As we came to know one another, she began to trust me with some of her deepest spiritual struggles. One day I asked Meg a question that I routinely asked everyone I interviewed.  “What if anything, sustains you or gives you hope.” I was not prepared for her response: a hodge-podge of hope, ambivalence, anger and unrelenting faith. This is what she said:

“I learn to say, ‘Hallelujah anyway.  God, I’m going to praise you anyway even though sometimes I wonder if I really mean it or feel like it.  And I don’t know why I’m saying it except I know that you are real, and I want to be on your side though I don’t understand any of this, and I’m miserable and lost and confused, and all the Scriptures that I’ve ever read don’t make any sense right now.  But God, I want to live with the paradoxes, and I want to be faithful regardless.’”

What I remember more vividly even than her words, was the way she looked at me without so much as a blink, as if to say, “I dare you try to make sense of what I just said because you won’t, but that’s all right, because it’s just how I feel.”

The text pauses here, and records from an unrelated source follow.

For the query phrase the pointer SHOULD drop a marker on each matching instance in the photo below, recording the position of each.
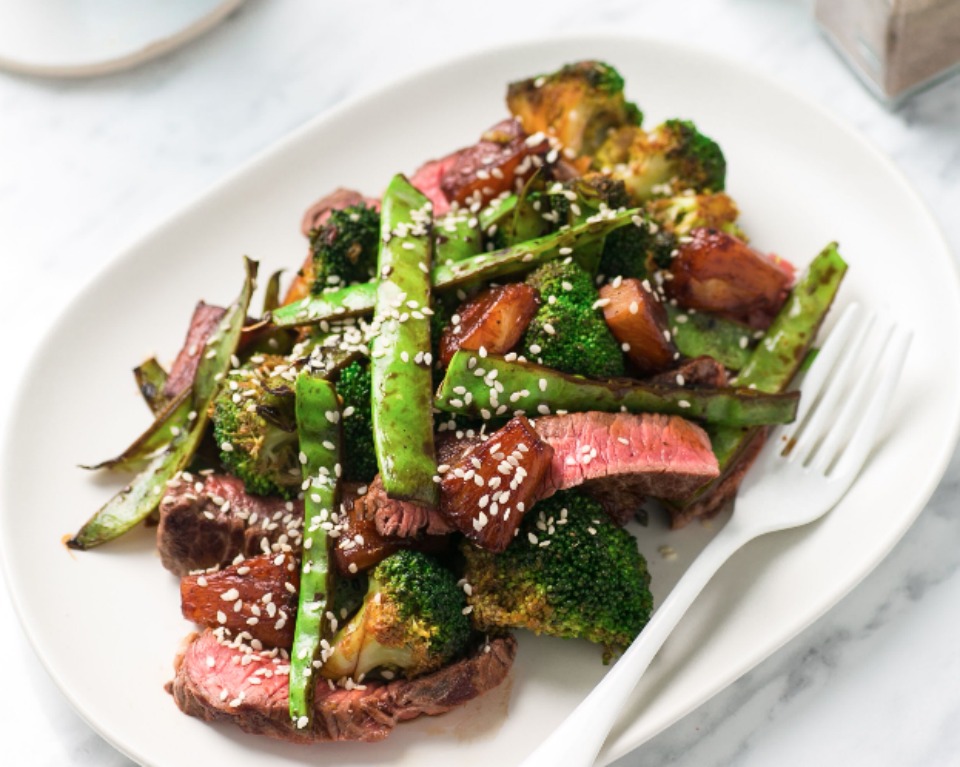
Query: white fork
(803, 471)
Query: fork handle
(577, 741)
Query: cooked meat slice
(204, 321)
(486, 492)
(724, 491)
(495, 320)
(208, 521)
(638, 320)
(662, 456)
(257, 595)
(699, 372)
(427, 180)
(222, 680)
(401, 519)
(716, 272)
(493, 165)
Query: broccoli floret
(570, 572)
(411, 621)
(359, 457)
(568, 333)
(682, 213)
(670, 159)
(637, 251)
(254, 425)
(630, 251)
(345, 247)
(579, 105)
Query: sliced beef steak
(723, 491)
(218, 680)
(401, 519)
(626, 457)
(204, 321)
(208, 521)
(695, 373)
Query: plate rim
(263, 155)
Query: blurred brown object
(897, 47)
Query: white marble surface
(86, 167)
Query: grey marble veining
(86, 167)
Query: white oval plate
(106, 623)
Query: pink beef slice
(653, 455)
(214, 681)
(205, 319)
(711, 502)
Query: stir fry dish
(449, 427)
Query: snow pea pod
(356, 300)
(400, 357)
(140, 498)
(500, 388)
(318, 426)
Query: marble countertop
(88, 166)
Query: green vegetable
(697, 334)
(141, 497)
(271, 294)
(568, 332)
(456, 236)
(151, 377)
(683, 213)
(359, 456)
(578, 104)
(411, 621)
(778, 356)
(344, 248)
(254, 426)
(523, 387)
(400, 352)
(168, 423)
(670, 159)
(571, 572)
(356, 300)
(318, 424)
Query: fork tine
(827, 357)
(830, 379)
(865, 431)
(848, 414)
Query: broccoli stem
(534, 389)
(360, 299)
(318, 427)
(140, 498)
(729, 343)
(401, 361)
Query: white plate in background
(106, 623)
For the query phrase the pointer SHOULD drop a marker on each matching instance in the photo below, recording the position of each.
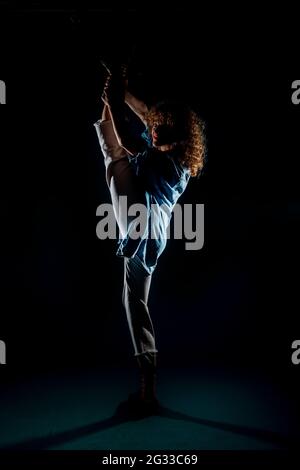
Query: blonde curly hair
(186, 129)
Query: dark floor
(208, 409)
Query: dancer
(153, 171)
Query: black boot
(148, 368)
(144, 402)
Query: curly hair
(187, 130)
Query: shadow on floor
(123, 415)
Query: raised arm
(137, 106)
(114, 98)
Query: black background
(232, 302)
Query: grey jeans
(121, 180)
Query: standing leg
(135, 300)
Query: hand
(114, 90)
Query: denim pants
(121, 180)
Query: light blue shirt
(163, 180)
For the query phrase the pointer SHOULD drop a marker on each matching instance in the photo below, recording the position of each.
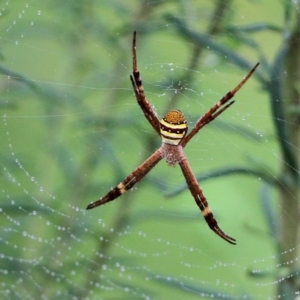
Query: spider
(172, 129)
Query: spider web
(72, 130)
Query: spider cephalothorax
(173, 127)
(173, 131)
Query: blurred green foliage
(72, 130)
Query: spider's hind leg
(201, 201)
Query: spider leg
(139, 92)
(201, 201)
(130, 180)
(215, 111)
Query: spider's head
(173, 127)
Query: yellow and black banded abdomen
(173, 127)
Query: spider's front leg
(139, 92)
(201, 201)
(130, 180)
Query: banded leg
(130, 180)
(214, 112)
(201, 201)
(139, 92)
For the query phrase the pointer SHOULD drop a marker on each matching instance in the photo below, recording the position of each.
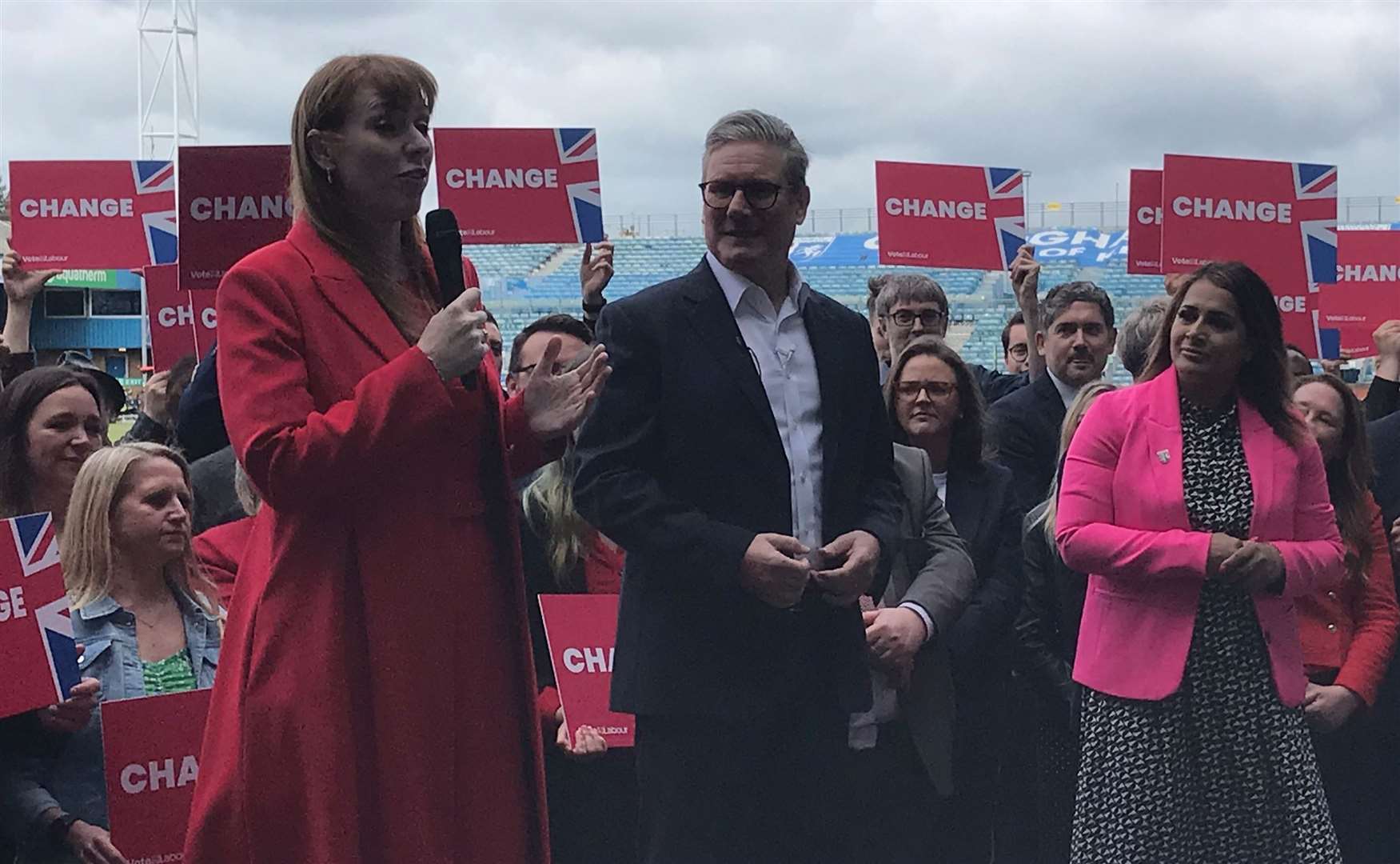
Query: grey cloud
(1075, 91)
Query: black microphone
(445, 248)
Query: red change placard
(41, 662)
(580, 629)
(150, 751)
(1144, 222)
(182, 322)
(231, 202)
(950, 216)
(94, 214)
(521, 185)
(1277, 218)
(1366, 293)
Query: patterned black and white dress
(1219, 772)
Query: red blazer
(220, 550)
(1123, 520)
(1351, 629)
(376, 701)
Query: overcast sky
(1079, 93)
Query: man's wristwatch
(59, 830)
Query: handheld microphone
(445, 250)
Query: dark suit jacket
(680, 464)
(997, 386)
(984, 510)
(212, 482)
(1047, 626)
(1025, 427)
(933, 570)
(1385, 450)
(1385, 453)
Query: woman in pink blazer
(1197, 502)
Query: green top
(171, 675)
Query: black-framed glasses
(760, 195)
(935, 390)
(930, 318)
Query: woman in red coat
(1349, 634)
(376, 701)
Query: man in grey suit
(902, 750)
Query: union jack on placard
(579, 171)
(56, 626)
(35, 541)
(1315, 212)
(156, 181)
(38, 546)
(1006, 190)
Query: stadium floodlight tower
(167, 76)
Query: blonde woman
(147, 618)
(591, 790)
(1047, 629)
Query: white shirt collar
(736, 286)
(1067, 392)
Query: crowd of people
(877, 602)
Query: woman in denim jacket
(147, 618)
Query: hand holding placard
(455, 336)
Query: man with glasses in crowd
(913, 304)
(742, 458)
(1015, 345)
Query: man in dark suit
(902, 750)
(742, 458)
(907, 306)
(1075, 338)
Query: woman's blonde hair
(1071, 425)
(549, 510)
(324, 106)
(86, 548)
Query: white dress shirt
(783, 354)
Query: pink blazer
(1122, 518)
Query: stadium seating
(522, 283)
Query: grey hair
(248, 498)
(1139, 330)
(905, 287)
(753, 125)
(1063, 296)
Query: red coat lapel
(346, 291)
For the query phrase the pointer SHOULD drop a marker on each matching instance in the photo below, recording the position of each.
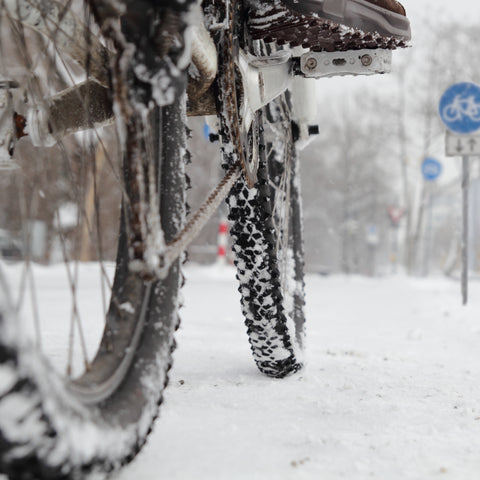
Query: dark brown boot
(330, 25)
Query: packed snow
(390, 390)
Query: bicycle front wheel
(267, 239)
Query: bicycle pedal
(351, 62)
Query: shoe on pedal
(330, 25)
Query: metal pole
(465, 191)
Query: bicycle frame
(263, 79)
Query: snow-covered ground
(391, 390)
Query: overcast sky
(467, 10)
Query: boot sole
(334, 25)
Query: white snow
(390, 390)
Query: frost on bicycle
(93, 110)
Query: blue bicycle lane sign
(459, 108)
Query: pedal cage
(8, 135)
(351, 62)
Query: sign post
(431, 170)
(459, 110)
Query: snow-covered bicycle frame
(263, 98)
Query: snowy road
(391, 390)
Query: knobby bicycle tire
(267, 242)
(266, 221)
(57, 428)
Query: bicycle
(97, 416)
(462, 108)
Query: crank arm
(8, 133)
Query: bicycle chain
(228, 112)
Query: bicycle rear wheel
(63, 202)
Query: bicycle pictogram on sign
(460, 107)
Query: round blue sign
(460, 107)
(431, 169)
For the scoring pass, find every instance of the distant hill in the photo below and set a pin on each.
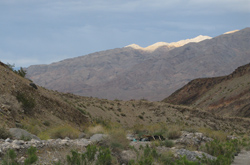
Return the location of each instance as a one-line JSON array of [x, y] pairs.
[[227, 95], [152, 73]]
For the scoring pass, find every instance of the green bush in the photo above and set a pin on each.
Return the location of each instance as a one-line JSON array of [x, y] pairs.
[[167, 143], [174, 134], [21, 72], [104, 156], [224, 151], [183, 161], [9, 158], [64, 131], [32, 157], [28, 102], [4, 133]]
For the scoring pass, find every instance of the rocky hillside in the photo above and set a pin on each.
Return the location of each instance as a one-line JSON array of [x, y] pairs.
[[115, 128], [152, 73], [22, 102], [227, 95]]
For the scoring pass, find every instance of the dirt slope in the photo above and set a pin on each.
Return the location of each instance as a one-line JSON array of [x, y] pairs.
[[227, 95], [22, 103], [128, 73]]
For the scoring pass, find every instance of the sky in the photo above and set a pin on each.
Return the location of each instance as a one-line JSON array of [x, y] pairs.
[[46, 31]]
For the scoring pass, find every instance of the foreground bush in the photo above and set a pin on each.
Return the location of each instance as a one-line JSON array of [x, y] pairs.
[[62, 132], [4, 133], [103, 157], [224, 151], [10, 157]]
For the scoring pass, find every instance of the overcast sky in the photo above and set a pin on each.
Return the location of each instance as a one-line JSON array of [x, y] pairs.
[[46, 31]]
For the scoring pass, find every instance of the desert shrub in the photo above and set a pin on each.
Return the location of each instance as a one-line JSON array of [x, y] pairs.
[[222, 136], [32, 157], [95, 129], [63, 131], [25, 138], [104, 157], [167, 158], [117, 139], [90, 153], [184, 161], [21, 72], [75, 159], [174, 134], [224, 151], [28, 102], [141, 117], [167, 143], [4, 133], [44, 135], [105, 123], [46, 123], [9, 158], [147, 157]]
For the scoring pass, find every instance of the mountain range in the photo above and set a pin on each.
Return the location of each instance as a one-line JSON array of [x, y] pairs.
[[152, 73], [226, 95]]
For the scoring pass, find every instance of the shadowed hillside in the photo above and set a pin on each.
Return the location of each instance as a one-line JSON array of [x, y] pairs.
[[21, 103], [227, 95], [135, 73]]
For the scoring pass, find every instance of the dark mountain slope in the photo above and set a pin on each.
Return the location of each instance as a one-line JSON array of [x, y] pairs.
[[22, 103], [128, 73], [227, 95]]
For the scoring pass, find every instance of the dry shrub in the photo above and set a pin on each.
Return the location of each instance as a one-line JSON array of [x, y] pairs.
[[222, 136]]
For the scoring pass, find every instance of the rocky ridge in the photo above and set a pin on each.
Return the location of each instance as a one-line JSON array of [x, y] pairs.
[[226, 95], [63, 146], [129, 73]]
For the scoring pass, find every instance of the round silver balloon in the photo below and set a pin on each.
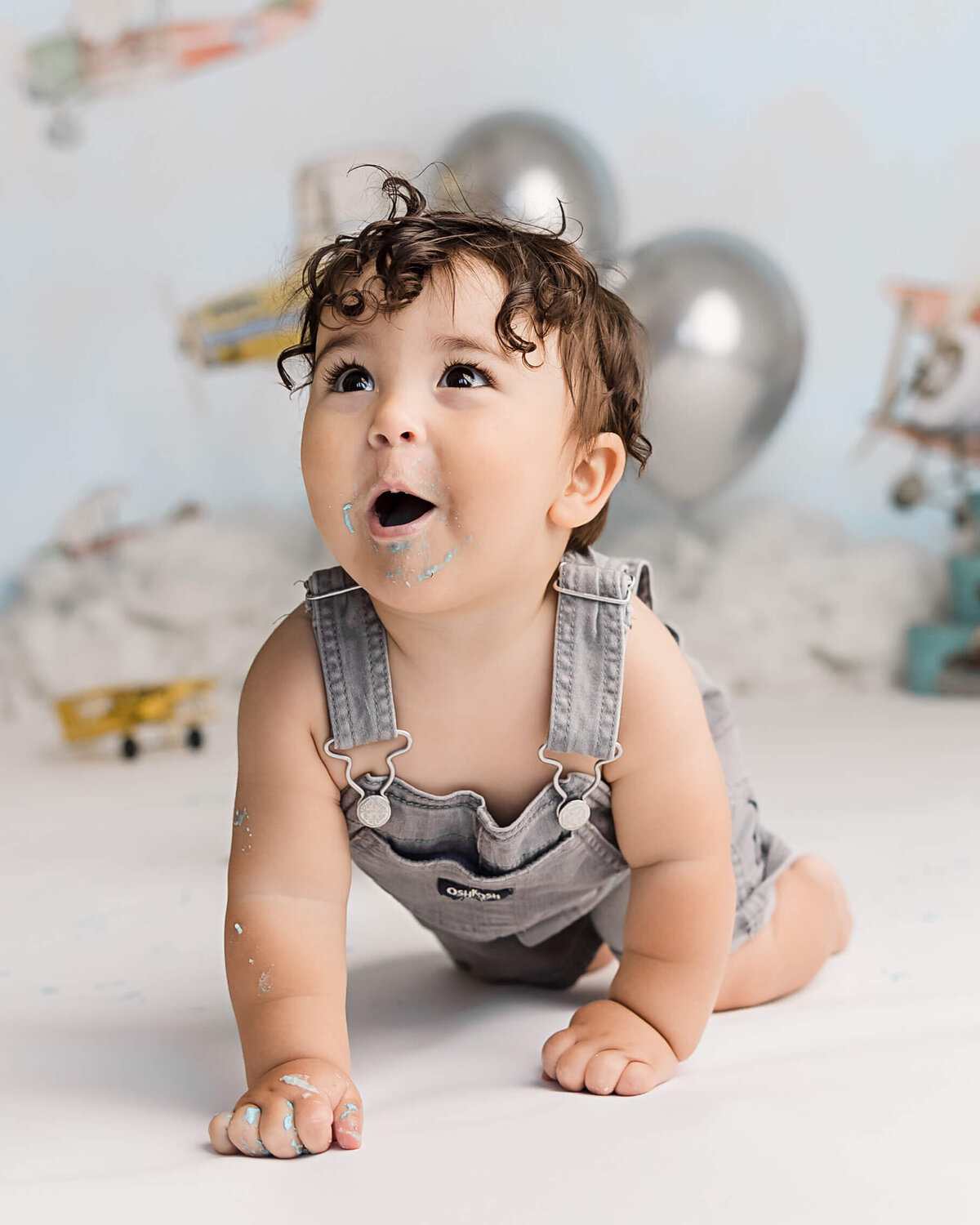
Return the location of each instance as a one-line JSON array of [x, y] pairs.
[[727, 345], [519, 164]]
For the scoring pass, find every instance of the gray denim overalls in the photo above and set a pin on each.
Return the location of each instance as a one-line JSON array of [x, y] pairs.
[[533, 901]]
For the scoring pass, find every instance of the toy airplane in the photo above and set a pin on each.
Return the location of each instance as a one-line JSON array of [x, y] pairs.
[[256, 323], [83, 61], [931, 389], [112, 710]]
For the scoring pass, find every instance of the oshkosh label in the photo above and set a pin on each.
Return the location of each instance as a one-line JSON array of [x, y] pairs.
[[452, 889]]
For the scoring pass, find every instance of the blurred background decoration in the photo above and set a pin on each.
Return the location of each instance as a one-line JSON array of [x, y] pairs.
[[786, 551], [117, 46], [727, 340], [931, 396], [519, 164]]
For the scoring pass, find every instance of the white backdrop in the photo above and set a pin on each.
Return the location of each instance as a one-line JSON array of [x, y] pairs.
[[840, 137]]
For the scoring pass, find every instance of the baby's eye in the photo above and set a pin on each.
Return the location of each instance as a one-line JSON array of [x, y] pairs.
[[463, 376], [350, 379]]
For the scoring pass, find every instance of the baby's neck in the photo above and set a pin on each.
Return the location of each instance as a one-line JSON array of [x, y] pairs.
[[492, 634]]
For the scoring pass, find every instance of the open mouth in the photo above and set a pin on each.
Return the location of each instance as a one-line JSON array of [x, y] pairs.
[[396, 509]]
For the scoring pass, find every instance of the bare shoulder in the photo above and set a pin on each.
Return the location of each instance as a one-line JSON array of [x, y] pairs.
[[286, 680], [662, 702], [669, 795]]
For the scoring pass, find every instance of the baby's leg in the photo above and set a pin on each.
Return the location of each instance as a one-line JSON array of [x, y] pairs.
[[811, 921]]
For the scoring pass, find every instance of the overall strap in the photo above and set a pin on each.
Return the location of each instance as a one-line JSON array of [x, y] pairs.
[[354, 657], [590, 627]]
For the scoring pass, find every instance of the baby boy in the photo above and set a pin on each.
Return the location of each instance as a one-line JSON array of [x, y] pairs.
[[572, 789]]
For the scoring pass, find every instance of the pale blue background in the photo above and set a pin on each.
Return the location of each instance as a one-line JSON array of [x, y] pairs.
[[843, 137]]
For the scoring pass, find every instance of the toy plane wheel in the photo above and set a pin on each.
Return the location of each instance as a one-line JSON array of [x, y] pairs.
[[908, 492], [64, 130]]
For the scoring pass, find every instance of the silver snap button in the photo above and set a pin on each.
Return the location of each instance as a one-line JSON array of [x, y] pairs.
[[374, 810], [573, 813]]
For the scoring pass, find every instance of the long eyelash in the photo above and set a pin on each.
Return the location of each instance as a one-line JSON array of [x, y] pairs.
[[331, 374], [470, 365]]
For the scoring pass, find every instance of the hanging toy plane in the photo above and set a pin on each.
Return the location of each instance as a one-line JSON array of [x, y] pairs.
[[256, 323], [931, 392], [102, 49]]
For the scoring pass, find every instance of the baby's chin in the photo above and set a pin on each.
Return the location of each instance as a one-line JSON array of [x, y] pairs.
[[409, 573]]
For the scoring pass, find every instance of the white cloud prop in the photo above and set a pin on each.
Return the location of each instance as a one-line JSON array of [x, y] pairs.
[[774, 600], [781, 600]]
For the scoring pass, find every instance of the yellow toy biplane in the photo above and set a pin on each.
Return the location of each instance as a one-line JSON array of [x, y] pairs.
[[118, 710]]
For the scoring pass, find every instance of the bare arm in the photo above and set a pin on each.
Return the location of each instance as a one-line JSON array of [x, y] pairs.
[[674, 827], [289, 867]]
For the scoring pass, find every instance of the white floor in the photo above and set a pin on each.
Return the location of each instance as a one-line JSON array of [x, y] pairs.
[[853, 1100]]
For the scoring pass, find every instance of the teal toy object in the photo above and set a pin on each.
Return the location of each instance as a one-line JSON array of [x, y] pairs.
[[945, 657]]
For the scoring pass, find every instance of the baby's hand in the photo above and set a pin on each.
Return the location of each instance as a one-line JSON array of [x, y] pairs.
[[293, 1109], [608, 1049]]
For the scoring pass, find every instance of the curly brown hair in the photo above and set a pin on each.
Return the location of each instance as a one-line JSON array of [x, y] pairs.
[[602, 345]]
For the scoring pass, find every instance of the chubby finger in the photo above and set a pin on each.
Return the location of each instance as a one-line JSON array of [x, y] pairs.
[[243, 1131], [603, 1071], [217, 1132]]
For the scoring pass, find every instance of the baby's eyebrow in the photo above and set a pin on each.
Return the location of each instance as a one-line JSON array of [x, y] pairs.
[[350, 335], [472, 342]]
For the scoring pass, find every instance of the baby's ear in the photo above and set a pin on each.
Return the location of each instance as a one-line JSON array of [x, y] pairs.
[[595, 473]]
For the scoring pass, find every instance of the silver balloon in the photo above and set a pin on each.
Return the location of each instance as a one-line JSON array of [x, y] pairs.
[[727, 341], [519, 164]]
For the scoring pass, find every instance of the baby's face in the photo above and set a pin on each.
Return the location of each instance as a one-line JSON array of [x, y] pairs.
[[428, 401]]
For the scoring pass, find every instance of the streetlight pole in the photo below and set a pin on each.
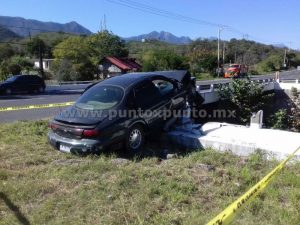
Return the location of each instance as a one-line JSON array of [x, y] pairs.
[[219, 34]]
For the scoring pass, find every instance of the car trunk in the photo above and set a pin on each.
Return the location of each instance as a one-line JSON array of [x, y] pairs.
[[68, 124]]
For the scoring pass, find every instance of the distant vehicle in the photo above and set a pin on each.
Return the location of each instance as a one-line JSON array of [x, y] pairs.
[[23, 84], [86, 127], [235, 71]]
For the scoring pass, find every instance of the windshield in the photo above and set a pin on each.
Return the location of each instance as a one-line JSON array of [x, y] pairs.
[[100, 98], [11, 79]]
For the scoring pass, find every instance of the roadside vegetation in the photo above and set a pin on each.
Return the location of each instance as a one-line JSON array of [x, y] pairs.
[[78, 57], [39, 185]]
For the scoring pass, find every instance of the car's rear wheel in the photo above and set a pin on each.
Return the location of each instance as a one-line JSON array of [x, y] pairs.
[[8, 91], [135, 139]]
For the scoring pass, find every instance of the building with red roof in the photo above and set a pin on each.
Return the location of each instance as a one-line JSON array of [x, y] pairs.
[[113, 65]]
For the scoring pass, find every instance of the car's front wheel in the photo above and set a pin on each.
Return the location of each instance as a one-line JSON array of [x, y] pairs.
[[135, 139], [41, 90], [8, 91]]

I like to think that there came a time when Meg resolved her uncertainty and anger, but she probably never did. Yet Meg was able to make friends with her doubts and affirm her faith in God. And even praise him.

Thomas believed, but unlike Abraaham, who believed without seeing, it was not counted to Thomas as righteousness. “Blessed are those,” Jesus went on to say to Thomas and to all would-be believers that ever lived since, “blessed are those who do not see but who still do believe.” Blessed are those who believe despite their doubts or maybe even because of them.

The most important breakthrough regarding belief for Kathleen Norris came when she learned to be as consciously skeptical of her doubts and her disbelief as she was of her budding faith. There comes a time when you just let your doubts be nothing more than a few blemishes on the landscape of your faith. Instead of focusing on the roughness of the terrain, you gaze upon the horizon. There comes a time when you simply decide that you must believe – that you can do nothing more than give your heart to the One who is the Way, the Truth and the Life.

Parker Palmer, the influential educator, and mystic, wrote this about the dynamic of faith and doubt.  Listen closely because it is packed with meaning:

“The deeper our faith, the more doubt we must endure; the deeper our hope, the more prone we are to despair; the deeper our love the more pain its loss will bring: these are a few of the paradoxes we must hold as human beings.  If we refuse to hold them in hopes of living without doubt, despair and pain, we also find ourselves living without faith, hope and love.”

We don’t have to be Benedictine oblates, like Kathleen Norris. If we are willing to let go of that pretence of perfection and acknowledge that our faith is never complete and always in the process of becoming, then God can do marvelous things. Just look what happened to Thomas. He went on to write a Gospel of his own.

Yes, it seems a shame that Thomas has been stuck with that unflattering appendage to his name. But it is my hope that now you will understand that doubt is not the antithesis of faith, but the very thing that keeps religious belief alive, fresh and flexible. Have you ever doubted whether God was real or whether Jesus still matters?  Well, if you have, then be reassured that God still has something in you to work with.

People of God, be watchful, stand firm in your faith,  Be courageous, be strong. Let all you do be done in love.

May the God of hope fill you with all peace in believing, so that you may abound in hope by the power of the Holy Spirit.